Share

3. Memperbaiki Hubungan

Bab 3. 

Hari ini suasana di rumah Nida tampak berbeda dari hari-hari biasanya. Jika sebelumnya di rumah itu hanya ada Nida dan Bi Retno, maka hari ini Hans seharian penuh berada di sana. Itu adalah hal yang tak pernah pria tersebut lakukan sejak ada Diaz di antara mereka. 

Apa Nida senang dengan hal tersebut? Sayangnya, jawabannya adalah tidak. Ia yang sudah terbiasa tanpa suaminya, kini justru merasa risi karena laki-laki itu terus menempelinya ke mana pun ia pergi. 

"Kamu mau makan sesuatu, Dek? Biar Mas suruh Bi Retno buatkan untukmu. Pokoknya hari ini kamu nggak boleh capek-capek. Kalau mau apa-apa, kamu bisa minta tolong Mas atau Bi Retno. Oke?" ujar Hans pada Nida yang sejak beberapa jam lalu hanya mengurung diri di kamar karena merasa kesal sebab selalu diikuti oleh suaminya.

 Ini sudah hampir masuk waktu makan siang, jadi tak heran jika Hans bertanya apa yang hendak Nida makan. 

"Mas kenapa hari ini nggak ke restoran?" tanya Nida, yang jujur saja merasa tak nyaman karena Hans sejak tadi tak mau menjauh darinya. Ia bahkan tak peduli dengan pertanyaan Hans sebelumnya. 

Hans memang memilik restoran yang cukup besar dan terkenal. Restoran tersebut juga sudah  memiliki dua cabang, yang salah satunya berada di luar kota. Dari ketiga restoran itu lah Hans mendapatkan penghasilan yang lebih dari cukup untuk memanjakan kedua istrinya dengan limpahan materi. 

"Mas mau jaga kamu di rumah, jadi hari ini sengaja Mas nggak berangkat ke restoran dulu," ujar Hans seraya menampilkan senyum terbaiknya. 

Namun, bukannya merasa senang atau tersanjung atas perhatian suaminya, Nida justru merasa sangat kesal. Ia sudah muak dengan kehadiran Hans di sisinya. Bahkan, sebelum tahu jika dirinya hamil, Nida sebenarnya sudah memiliki rencana untuk menggugat cerai Hans ke pengadilan agama. Sayang sekali, kehamilannya ini membuatnya harus berpikir ulang atas keputusan tersebut.

"Aku sudah nggak kenapa-kenapa, Mas. Seharusnya kamu berangkat kerja saja. Aku justru nggak nyaman kalau Mas ada di sini," ujar Nida dengan jujur.

Hans tentu saja merasa tercengang dengan pengakuan istrinya. Bukankah seharusnya Nida senang karena ia mau meluangkan waktu untuk menemaninya yang sedang sakit?

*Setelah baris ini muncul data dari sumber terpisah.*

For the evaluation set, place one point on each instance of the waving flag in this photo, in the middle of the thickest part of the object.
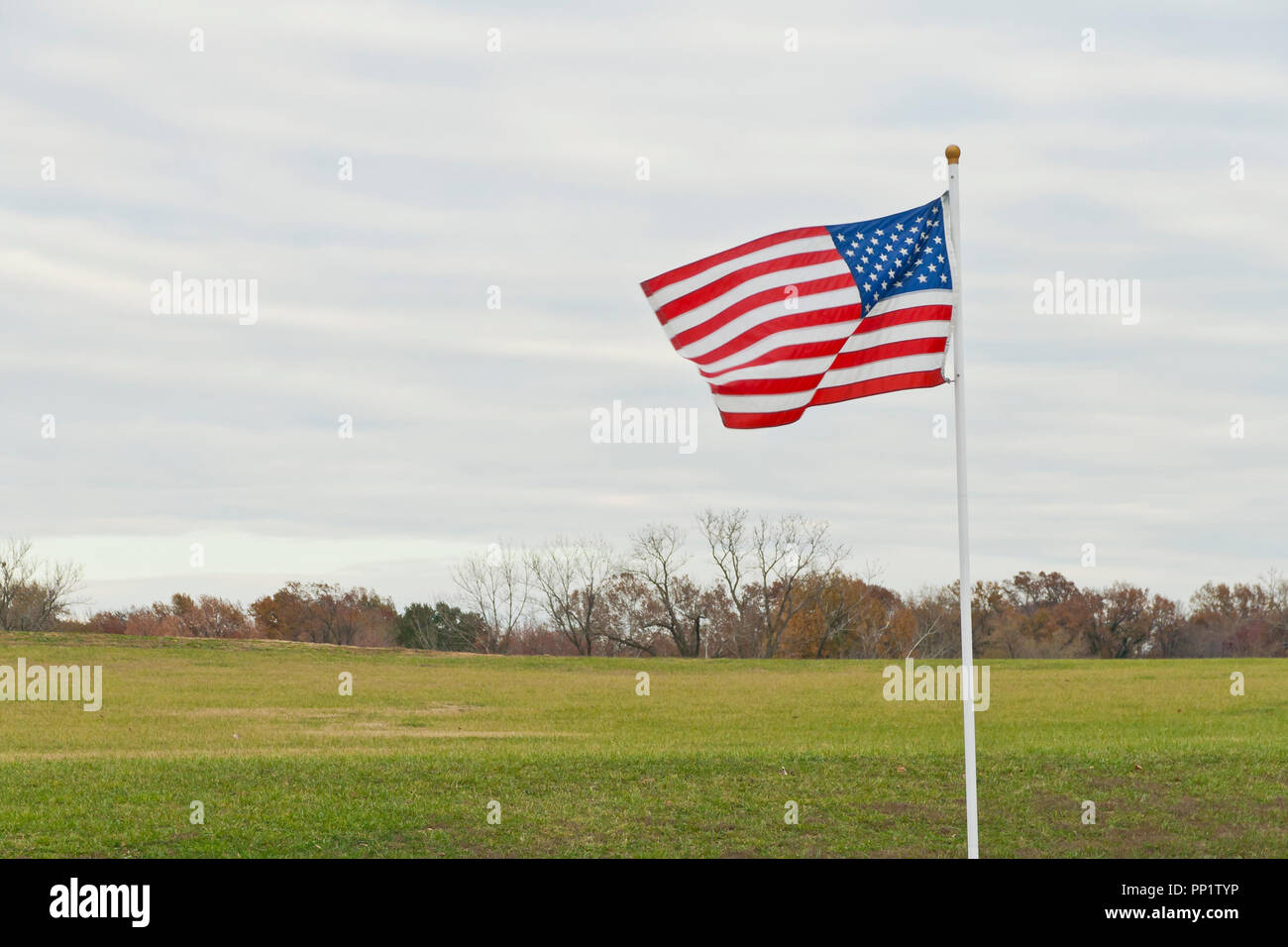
(815, 315)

Lalu kenapa ucapan wanita itu justru seperti itu? 

Namun, Hans tak mau terlalu ambil pusing dengan perkataan istrinya. Ia berusaha memahami jika sikap Nida ini disebabkan oleh rasa kecewa atas perlakuan tak adilnya selama mereka menjalani pernikahan poligami. Sekarang, yang perlu Hans lakukan hanya berusaha memperbaiki hubungan mereka dan itu pasti tak akan sulit karena memang pada dasarnya Nida adalah perempuan pemaaf serta berhati lembut. 

"Baiklah kalau memang kamu nggak nyaman Mas di sini. Mas ke luar dulu kalau begitu, mau lihat Bi Retno masak apa untuk makan siang kita," ujar Hans seolah tak merasa sakit hati dengan perkataan Nida sebelumnya. Padahal, ia justru merasa sebaliknya. 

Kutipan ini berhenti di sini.